The Common Bronzewing features in a number of Aboriginal Dreamtime stories, perhaps in part because this attractive pigeon is known as a reliable guide to water sources. Certainly, at our place, you can often find a pair in the vicinity of our old birdbath, which we daily fill with fresh water, especially in summer.
[AW Howitt,][1] the Australian Anthropologist, retells the story of Bronzewing’s role in the origin of death. (Interestingly, his source is attributed to the Kulin people via his daughter Mary.) Apparently, Moon, when he was a man who lived on earth, wanted to give some old Kulin a drink of water that would allow them to return to life after death. (Just as Moon himself did regularly.) Unfortunately, Bronzewing refused to allow access to the water, which made the moon very angry.
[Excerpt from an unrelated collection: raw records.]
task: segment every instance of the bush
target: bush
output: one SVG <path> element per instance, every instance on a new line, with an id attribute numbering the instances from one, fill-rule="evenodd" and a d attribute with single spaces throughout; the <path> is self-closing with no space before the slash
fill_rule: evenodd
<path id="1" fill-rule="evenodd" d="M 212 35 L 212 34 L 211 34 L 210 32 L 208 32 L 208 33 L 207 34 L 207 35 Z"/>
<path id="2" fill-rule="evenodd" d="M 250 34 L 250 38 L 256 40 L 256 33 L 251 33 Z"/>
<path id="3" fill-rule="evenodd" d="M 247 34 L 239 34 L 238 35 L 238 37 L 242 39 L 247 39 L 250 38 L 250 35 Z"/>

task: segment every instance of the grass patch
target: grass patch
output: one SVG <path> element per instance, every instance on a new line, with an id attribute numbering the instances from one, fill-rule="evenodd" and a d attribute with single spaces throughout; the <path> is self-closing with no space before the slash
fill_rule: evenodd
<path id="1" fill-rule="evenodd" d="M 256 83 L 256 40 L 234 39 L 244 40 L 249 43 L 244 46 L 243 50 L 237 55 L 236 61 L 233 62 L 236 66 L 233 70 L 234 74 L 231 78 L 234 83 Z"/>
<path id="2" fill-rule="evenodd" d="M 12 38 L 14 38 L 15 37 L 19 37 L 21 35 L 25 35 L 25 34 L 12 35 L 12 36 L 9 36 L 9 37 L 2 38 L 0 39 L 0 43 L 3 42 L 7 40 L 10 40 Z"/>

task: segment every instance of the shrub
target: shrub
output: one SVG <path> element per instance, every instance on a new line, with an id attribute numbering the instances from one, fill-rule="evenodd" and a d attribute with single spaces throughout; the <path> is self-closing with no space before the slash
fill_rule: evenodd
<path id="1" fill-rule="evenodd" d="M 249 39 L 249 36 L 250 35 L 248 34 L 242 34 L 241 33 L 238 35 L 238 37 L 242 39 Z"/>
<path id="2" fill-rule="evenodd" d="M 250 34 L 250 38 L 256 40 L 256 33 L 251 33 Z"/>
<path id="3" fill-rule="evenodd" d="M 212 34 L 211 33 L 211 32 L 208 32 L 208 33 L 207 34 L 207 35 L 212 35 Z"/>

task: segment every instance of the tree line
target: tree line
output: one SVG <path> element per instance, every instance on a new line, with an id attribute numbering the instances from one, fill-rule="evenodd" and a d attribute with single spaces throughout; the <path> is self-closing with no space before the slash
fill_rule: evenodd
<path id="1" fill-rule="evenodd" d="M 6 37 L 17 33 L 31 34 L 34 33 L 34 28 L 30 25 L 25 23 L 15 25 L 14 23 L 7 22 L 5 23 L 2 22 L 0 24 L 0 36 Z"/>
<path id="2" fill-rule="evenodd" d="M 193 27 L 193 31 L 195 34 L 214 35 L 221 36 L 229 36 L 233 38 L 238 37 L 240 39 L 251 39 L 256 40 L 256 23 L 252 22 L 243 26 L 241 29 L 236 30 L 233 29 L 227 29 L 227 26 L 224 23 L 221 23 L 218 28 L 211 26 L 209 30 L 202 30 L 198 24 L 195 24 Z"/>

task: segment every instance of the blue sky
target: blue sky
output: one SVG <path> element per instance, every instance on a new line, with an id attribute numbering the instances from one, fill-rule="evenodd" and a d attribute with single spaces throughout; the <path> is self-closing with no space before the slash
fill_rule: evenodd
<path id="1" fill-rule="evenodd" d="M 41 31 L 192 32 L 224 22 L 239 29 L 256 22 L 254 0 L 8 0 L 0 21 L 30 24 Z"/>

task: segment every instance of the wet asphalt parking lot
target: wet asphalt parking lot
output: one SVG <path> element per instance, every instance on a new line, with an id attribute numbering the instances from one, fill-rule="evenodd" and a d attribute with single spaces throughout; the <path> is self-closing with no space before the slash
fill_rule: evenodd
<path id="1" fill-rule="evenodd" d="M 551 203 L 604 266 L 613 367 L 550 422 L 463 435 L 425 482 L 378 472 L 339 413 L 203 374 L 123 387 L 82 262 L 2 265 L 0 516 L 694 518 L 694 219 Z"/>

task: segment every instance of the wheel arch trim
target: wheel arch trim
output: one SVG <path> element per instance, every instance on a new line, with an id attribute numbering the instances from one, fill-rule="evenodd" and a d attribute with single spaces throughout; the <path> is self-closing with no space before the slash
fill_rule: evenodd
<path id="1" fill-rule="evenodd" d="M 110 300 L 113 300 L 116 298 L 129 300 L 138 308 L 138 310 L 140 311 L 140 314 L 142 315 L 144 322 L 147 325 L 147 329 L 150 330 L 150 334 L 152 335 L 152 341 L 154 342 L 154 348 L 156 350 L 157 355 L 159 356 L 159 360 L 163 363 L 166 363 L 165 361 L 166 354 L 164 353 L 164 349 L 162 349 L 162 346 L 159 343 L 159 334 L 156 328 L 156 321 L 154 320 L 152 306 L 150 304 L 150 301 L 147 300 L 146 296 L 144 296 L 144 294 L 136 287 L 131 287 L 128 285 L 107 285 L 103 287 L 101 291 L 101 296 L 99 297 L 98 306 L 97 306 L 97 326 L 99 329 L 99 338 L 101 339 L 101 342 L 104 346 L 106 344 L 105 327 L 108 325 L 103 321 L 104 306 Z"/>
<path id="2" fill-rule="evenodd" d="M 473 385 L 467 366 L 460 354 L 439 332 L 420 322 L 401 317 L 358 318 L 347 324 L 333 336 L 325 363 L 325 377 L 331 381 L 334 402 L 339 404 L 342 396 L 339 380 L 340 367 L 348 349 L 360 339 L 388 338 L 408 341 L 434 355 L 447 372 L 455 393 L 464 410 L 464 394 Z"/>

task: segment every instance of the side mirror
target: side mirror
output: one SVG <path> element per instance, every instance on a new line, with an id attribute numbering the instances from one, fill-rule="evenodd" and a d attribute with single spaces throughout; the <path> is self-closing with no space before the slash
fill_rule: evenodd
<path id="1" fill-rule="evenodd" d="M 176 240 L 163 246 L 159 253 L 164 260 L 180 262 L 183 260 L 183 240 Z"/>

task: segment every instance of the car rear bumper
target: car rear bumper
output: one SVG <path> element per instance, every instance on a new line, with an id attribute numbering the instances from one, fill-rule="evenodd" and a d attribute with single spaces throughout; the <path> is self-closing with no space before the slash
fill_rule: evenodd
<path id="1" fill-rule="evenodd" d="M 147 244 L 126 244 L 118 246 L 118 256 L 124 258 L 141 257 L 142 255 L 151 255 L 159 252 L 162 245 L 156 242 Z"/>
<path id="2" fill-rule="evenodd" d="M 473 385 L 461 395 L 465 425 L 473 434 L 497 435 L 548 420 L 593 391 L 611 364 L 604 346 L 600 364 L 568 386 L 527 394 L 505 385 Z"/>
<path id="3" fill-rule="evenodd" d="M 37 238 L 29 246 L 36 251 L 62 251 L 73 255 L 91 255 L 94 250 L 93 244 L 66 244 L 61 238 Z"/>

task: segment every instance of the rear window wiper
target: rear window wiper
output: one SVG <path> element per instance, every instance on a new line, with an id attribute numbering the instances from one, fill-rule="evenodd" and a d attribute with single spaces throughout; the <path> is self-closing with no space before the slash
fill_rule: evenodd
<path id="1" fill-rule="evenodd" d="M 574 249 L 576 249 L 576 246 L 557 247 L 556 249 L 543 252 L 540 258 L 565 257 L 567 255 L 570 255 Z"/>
That’s all Howitt tells us about this dreamtime moment, but I recently ran across a verse by the Australian bush balladeer CJ Dennis, which gives a pretty accurate account of the experience and behaviour of the Bronzewing:
They say I am a shy, wild thing,/ That seeks the wild bush glade./ Quick to be gone on whirring wing,/ Where stangers would invade;/ But well I know what all birds know:/ The voice of friend, the tread of foe;/ And deem it wise to fear the worst/ Till I have knowledge of the first./
Afar my muffled drumming sounds,/ Where tangled dogwood grows;/ But when you tread my feeding grounds/ I am alert for foes./ A flash of iridescent wing,/ And I am but a vanished thing./ Gone to be heard and seen no more,/ In spite of all your forest lore.